Happy hour, fireworks, spiking TCI gas plan OK’d for Massachusetts ballot
The attorney general’s office has certified 16 ballot proposals that could legalize voter ID, happy hour and fireworks sales, and spike the state’s participation in a controversial regional plan to cut carbon emissions.
The list of certified ballot initiatives was released on Wednesday, a major step in the path to the 2022 ballot. Also certified was a constitutional amendment that could go before voters as early as 2024 that would authorize no-excuse absentee voting.
Another potential ballot question backed by big-money, big-tech companies would classify app-based gig workers like those who drive for Uber, Lyft, Grubhub and others as independent contractors and guarantee them some benefits.
In a statement from the Massachusetts Coalition for Independent Work, driver Brittney Woods of Boston said voters should “support what drivers are asking for: to remain independent contractors, in control of our own schedules, while gaining new benefits. That flexibility and control is why we drive.”
One question would bar restriction or reduction of gas, something the Transportation and Climate Initiative (TCI) aims to do in order to reach its goal of reducing carbon emissions by 26% by 2032.
Transportation for Massachusetts, a collaborative of organizations that support TCI, said in a statement, “The ballot question proposed by TCI opponents threatens our environment, our health, and our transportation.”

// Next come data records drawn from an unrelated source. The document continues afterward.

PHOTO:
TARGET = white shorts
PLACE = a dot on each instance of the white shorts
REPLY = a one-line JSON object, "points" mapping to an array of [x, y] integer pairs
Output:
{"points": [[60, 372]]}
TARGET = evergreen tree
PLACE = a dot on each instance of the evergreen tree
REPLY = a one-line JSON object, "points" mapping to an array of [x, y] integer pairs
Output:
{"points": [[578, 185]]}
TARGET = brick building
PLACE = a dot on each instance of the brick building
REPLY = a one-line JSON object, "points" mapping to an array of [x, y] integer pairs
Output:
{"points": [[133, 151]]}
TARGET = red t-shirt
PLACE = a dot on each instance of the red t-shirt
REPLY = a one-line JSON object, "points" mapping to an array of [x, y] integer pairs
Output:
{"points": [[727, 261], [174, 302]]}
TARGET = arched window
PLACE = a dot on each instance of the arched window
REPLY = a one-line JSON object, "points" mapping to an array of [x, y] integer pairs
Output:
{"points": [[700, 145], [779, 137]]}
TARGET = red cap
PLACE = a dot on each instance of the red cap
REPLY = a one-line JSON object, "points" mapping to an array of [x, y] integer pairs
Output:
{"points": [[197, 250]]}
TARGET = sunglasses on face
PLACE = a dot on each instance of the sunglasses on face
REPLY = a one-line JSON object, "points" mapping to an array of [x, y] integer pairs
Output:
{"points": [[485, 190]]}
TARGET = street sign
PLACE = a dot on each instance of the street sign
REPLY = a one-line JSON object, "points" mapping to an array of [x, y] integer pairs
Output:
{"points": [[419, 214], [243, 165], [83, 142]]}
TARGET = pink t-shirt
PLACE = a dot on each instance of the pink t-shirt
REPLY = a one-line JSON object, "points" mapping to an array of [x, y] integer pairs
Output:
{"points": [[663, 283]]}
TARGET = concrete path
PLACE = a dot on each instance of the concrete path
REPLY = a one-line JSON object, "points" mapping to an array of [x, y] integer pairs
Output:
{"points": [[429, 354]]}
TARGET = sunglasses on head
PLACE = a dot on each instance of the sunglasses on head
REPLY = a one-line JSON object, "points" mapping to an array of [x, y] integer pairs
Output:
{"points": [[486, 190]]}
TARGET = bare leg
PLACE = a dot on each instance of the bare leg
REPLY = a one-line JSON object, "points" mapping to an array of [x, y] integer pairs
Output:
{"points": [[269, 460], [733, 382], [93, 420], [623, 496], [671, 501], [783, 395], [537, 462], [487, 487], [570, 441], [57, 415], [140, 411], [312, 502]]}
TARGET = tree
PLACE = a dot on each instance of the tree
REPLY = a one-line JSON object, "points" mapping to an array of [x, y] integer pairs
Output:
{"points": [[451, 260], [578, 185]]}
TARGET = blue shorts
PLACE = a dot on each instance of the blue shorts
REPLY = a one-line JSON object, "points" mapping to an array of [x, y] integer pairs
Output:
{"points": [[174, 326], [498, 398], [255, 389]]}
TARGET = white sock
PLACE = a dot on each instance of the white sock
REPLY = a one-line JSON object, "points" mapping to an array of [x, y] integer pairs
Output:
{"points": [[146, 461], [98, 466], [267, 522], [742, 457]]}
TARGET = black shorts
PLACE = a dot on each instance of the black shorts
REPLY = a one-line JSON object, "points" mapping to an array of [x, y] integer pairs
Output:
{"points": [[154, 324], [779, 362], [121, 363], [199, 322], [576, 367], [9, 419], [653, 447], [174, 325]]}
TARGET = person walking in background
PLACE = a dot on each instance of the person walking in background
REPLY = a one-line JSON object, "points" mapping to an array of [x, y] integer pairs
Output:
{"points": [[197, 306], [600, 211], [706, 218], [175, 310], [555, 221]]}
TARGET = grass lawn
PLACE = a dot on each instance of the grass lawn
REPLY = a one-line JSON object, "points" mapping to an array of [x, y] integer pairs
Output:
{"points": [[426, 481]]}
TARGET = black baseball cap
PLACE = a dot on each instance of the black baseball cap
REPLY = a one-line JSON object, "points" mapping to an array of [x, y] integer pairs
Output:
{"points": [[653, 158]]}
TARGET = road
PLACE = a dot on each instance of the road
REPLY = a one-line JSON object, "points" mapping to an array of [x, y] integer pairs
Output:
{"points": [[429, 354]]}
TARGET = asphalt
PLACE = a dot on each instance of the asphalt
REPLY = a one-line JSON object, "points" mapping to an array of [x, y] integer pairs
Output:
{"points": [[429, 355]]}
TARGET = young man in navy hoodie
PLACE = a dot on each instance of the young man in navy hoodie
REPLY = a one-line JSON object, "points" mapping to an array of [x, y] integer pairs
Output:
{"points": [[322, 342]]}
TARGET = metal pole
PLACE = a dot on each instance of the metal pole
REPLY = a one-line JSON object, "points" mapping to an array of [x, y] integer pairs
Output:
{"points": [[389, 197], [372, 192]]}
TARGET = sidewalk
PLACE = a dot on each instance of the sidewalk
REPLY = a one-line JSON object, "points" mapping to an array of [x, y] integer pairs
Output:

Attorney General Maura Healey nixed a dozen of the 28 ballot question proposals and one of the two constitutional amendments filed with her office last month.
But it’s still a long road to the polls for the questions still in play. Proposals certified by Healey’s office will be filed next with Secretary of State William Galvin’s office, kickstarting efforts by the campaigns behind them to collect the 80,239 voter signatures to be filed with local election officials in November and then with Galvin by Dec. 1.
Opponents can also ask the Supreme Judicial Court to review Healey’s certification rulings. A legal battle is expected for at least one of the rejected questions so far.
Massachusetts Newborn Protection Coalition Chairwoman Bernadette Lyons has vowed to appeal Healey’s decision not to allow a question that would have asked voters to amend existing abortion laws to ensure babies born alive are given lifesaving medical care.
In a denial letter, Healey called the phrasing “ambiguous.”
Lyons shot back in a statement, calling the ruling “an insult to the intelligence of Massachusetts voters that they cannot comprehend what a child born alive is.”
MassGOP Chairman Jim Lyons, the chairwoman’s husband, said there’s “absolutely no question” the Democratic AG’s decision was based on her pro-abortion politics, which Healey denied. MassGOP backs the question.